Time is such a valuable commodity. We never seem to have enough of it, do we? And we want to be in absolute control over how we spend it, don’t we?
A great example of that is seen in how often we get upset over waiting in line, or, even more, just waiting … period.
Rick Lawrence, in his book “Skin in the Game”, cites an article written by journalist Alex Stone, who tells the story of how executives at a Houston airport faced and then solved a cascade of passenger complaints about long waits at the baggage claim.
They first decided to hire more baggage handlers, reducing wait times to an industry-beating average of eight minutes. But complaints persisted. This made no sense to the executives until they discovered that, on the average, passengers took just one minute to walk to baggage claim, resulting in a hurry-up-and-wait situation.
The walk time was not a problem; the remaining seven empty minutes of staring at the baggage carousel was.
So, in a burst of innovation, the executives moved the arrival gates farther away from the baggage claim area. Passengers now had to walk much farther but their bags were often waiting for them when they arrived.
Problem solved. The complaints dropped.
For the same article, Stone interviewed MIT operations researcher Richard Larson, the world’s leading expert on waiting in lines to discover the psychology behind our waiting. What happened at the Houston airport makes for a perfect illustration.
According to Larson, the length of our wait is not as important as what we’re doing while we wait. “Often the psychology of queuing is more important than the statistics of the wait itself,” says Larson.
Essentially, we tolerate “occupied time” (for example, walking to baggage claim) far better than “unoccupied time” (such as standing at the baggage carousel). Give us something to do while we wait, and the wait becomes endurable.
But there is a limit to that.
I once read about a college professor who asked a question of his students about how upset they would be if they lost a bit of money. I later used this question in the classes which I taught.
He put it this way: “If you had $86,400 and someone stole $10 from you, would you throw away the $86,390 you still have to try and get your $10 back? Or would you just let it go?”
Every time I asked that question, every student agreed that if that happened to them, they would let it go. I then asked them the same question, only this time, the amount was $864 and they lost 10 cents. The consensus of the students was the same: Let it go.
But then I said, “You have 86,400 seconds every single day, and time is much more valuable than money. You can always work for more money, but once a second passes you can never get it back. Every time someone upsets us, it probably took 10 seconds or not much more, so why do we throw away the other 86,390 seconds worrying about it or being upset.”
When we wait, it feels like unoccupied time to us. When we let other people upset us, it seems like we are throwing away time. But, as we said before, time is such a valuable commodity. We need to invest it wisely, because it is not something we can recover. We all make this mistake.

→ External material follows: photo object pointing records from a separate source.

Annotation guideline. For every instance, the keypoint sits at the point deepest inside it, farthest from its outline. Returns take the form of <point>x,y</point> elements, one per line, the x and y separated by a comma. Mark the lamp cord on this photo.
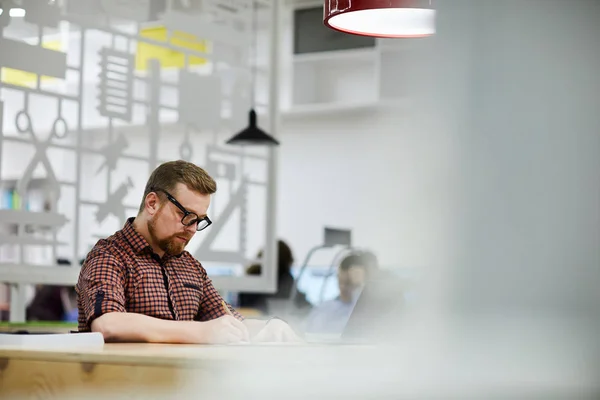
<point>254,52</point>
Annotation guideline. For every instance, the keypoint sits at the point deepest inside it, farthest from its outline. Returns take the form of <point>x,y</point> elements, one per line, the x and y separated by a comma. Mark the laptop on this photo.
<point>381,301</point>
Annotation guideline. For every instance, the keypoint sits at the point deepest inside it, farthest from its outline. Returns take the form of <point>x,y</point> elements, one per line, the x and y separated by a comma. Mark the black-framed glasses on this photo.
<point>189,218</point>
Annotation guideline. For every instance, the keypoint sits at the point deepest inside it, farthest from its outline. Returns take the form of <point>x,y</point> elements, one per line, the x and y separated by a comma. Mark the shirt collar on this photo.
<point>135,239</point>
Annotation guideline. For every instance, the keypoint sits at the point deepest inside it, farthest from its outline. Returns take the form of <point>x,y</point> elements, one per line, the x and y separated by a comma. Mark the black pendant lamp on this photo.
<point>252,135</point>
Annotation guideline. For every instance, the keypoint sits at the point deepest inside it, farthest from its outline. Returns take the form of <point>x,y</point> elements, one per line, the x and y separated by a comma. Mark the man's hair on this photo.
<point>167,175</point>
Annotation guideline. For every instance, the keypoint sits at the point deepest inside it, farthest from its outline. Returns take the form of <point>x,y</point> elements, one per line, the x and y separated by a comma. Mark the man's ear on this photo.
<point>152,203</point>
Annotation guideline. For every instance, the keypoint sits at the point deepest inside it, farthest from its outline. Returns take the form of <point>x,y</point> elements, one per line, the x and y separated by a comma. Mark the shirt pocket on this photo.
<point>191,292</point>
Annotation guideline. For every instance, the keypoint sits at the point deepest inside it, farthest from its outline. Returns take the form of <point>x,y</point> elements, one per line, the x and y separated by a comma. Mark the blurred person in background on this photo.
<point>54,303</point>
<point>331,316</point>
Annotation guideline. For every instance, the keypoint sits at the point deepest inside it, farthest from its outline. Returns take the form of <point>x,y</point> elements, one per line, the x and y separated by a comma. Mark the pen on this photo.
<point>227,310</point>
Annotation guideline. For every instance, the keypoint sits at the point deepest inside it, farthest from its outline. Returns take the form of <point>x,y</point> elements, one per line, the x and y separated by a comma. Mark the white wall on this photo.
<point>373,173</point>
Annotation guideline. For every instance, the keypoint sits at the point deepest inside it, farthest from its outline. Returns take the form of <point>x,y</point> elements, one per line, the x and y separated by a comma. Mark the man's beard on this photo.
<point>171,245</point>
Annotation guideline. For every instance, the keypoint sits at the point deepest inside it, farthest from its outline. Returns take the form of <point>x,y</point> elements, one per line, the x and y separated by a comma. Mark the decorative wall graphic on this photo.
<point>200,102</point>
<point>133,10</point>
<point>202,28</point>
<point>26,57</point>
<point>24,126</point>
<point>93,168</point>
<point>42,13</point>
<point>114,204</point>
<point>113,151</point>
<point>237,201</point>
<point>116,84</point>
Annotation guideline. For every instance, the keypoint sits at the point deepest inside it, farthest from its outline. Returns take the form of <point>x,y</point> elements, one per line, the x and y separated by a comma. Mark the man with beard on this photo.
<point>139,285</point>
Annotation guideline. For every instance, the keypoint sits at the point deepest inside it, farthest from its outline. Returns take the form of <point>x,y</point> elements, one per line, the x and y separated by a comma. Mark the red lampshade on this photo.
<point>381,18</point>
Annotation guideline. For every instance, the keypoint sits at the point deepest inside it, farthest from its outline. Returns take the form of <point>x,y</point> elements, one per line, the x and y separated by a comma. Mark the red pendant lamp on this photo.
<point>381,18</point>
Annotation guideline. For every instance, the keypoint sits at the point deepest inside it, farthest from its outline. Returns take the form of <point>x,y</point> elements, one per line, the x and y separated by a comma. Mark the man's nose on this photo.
<point>191,228</point>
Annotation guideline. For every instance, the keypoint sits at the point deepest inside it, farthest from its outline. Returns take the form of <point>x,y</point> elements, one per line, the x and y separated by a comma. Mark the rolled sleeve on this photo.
<point>100,288</point>
<point>211,306</point>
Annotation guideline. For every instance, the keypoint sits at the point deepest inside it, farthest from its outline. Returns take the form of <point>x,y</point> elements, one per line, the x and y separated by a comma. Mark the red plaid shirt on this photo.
<point>123,274</point>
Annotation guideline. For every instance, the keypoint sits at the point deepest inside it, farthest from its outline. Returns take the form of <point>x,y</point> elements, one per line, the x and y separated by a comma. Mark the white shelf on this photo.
<point>362,54</point>
<point>340,108</point>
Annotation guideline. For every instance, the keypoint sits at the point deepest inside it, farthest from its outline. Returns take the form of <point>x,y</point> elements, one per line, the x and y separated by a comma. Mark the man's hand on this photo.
<point>276,330</point>
<point>225,329</point>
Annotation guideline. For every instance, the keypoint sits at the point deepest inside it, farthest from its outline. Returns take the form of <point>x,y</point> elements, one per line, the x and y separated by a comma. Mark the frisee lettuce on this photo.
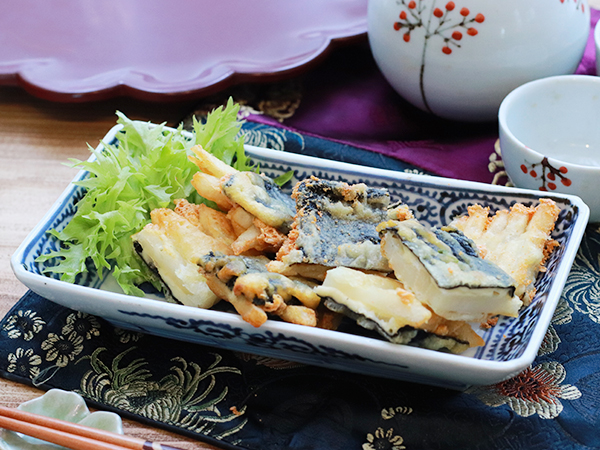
<point>147,168</point>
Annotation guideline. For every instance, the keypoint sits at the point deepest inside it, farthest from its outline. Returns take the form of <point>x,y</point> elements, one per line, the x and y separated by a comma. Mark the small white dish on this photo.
<point>550,137</point>
<point>63,405</point>
<point>510,346</point>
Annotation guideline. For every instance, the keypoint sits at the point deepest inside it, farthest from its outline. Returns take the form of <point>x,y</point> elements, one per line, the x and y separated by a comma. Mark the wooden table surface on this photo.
<point>36,138</point>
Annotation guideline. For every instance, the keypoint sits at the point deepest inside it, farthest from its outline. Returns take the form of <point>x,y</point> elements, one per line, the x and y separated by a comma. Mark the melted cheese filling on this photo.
<point>466,303</point>
<point>382,300</point>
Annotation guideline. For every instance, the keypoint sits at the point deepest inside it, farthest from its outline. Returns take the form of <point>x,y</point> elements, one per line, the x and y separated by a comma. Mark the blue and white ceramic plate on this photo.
<point>510,346</point>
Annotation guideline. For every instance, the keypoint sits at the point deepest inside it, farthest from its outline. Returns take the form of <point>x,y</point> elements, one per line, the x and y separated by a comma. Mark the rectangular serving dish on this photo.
<point>509,348</point>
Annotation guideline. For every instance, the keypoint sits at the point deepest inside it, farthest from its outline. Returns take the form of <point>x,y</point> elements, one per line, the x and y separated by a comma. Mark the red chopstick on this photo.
<point>71,435</point>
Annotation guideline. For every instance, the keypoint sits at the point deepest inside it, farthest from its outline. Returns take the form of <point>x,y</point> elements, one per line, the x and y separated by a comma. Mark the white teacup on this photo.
<point>459,58</point>
<point>550,137</point>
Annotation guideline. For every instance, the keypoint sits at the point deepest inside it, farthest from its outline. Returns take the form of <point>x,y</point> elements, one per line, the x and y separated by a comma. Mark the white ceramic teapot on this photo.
<point>459,58</point>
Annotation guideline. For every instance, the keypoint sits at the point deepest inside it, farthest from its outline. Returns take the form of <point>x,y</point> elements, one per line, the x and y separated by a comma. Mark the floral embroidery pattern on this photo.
<point>389,413</point>
<point>184,397</point>
<point>383,440</point>
<point>582,289</point>
<point>536,390</point>
<point>62,349</point>
<point>24,363</point>
<point>445,23</point>
<point>82,324</point>
<point>24,324</point>
<point>127,336</point>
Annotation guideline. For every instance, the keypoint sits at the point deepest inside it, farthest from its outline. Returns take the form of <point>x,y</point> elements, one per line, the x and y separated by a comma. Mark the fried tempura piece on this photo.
<point>260,237</point>
<point>261,197</point>
<point>245,280</point>
<point>171,246</point>
<point>192,242</point>
<point>518,241</point>
<point>240,219</point>
<point>209,187</point>
<point>210,221</point>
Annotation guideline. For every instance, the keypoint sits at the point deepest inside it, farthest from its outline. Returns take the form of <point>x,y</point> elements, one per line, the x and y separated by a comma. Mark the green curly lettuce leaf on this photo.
<point>147,168</point>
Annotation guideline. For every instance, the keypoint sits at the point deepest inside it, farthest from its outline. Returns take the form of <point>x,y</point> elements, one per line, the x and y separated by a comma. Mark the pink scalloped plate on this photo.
<point>161,50</point>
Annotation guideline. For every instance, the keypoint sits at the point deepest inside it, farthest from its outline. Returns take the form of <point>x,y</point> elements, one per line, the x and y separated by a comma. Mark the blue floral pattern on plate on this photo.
<point>511,345</point>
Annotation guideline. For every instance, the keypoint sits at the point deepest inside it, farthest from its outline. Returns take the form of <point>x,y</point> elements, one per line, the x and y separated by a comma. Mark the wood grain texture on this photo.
<point>36,139</point>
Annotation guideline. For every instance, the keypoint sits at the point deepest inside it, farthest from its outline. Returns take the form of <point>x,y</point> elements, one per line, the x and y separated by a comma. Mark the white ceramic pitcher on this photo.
<point>458,59</point>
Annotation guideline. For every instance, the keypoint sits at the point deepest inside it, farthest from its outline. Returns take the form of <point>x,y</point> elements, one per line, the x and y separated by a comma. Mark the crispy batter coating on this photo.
<point>518,241</point>
<point>245,281</point>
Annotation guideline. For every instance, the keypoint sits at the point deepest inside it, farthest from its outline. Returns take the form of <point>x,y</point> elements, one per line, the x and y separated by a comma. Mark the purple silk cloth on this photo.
<point>347,99</point>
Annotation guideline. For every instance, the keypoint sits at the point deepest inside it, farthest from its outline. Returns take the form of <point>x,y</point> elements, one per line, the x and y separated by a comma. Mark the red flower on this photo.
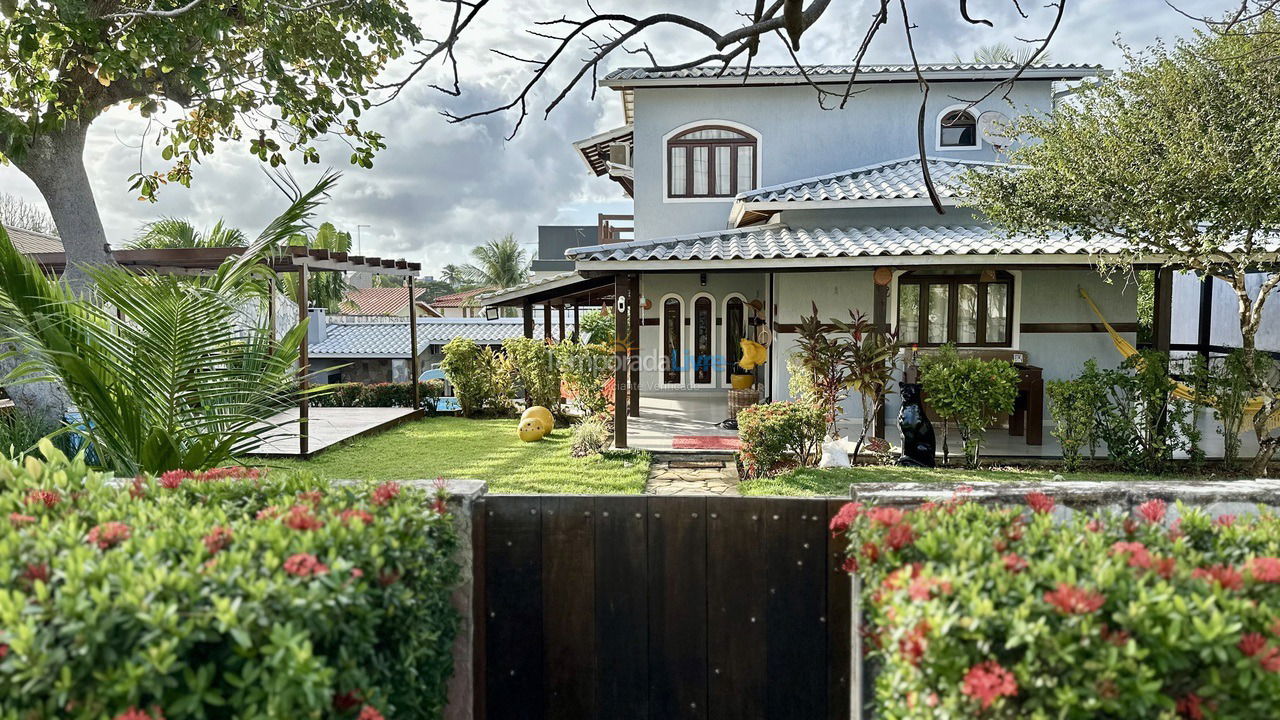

The Apostle Paul put it best when he said, “Therefore be careful how you walk, not as unwise men but as wise, making the most of your time, because the days are evil. (Ephesians 5:15-16). Sometimes, that investment of time is simply waiting – waiting on God, as David so beautifully put it: “Wait for the LORD; Be strong and let your heart take courage; Yes, wait for the LORD.” (Psalm 27:14).
God wants you and me to make the most of our time, but sometimes, that means waiting on Him. And waiting on God is never easy.
It challenges each one of us to develop a new perspective on what God is doing in and around and through us while we are waiting on Him.
And of course, the ultimate goal is to trust Him and only Him completely, leaving the results in His hands!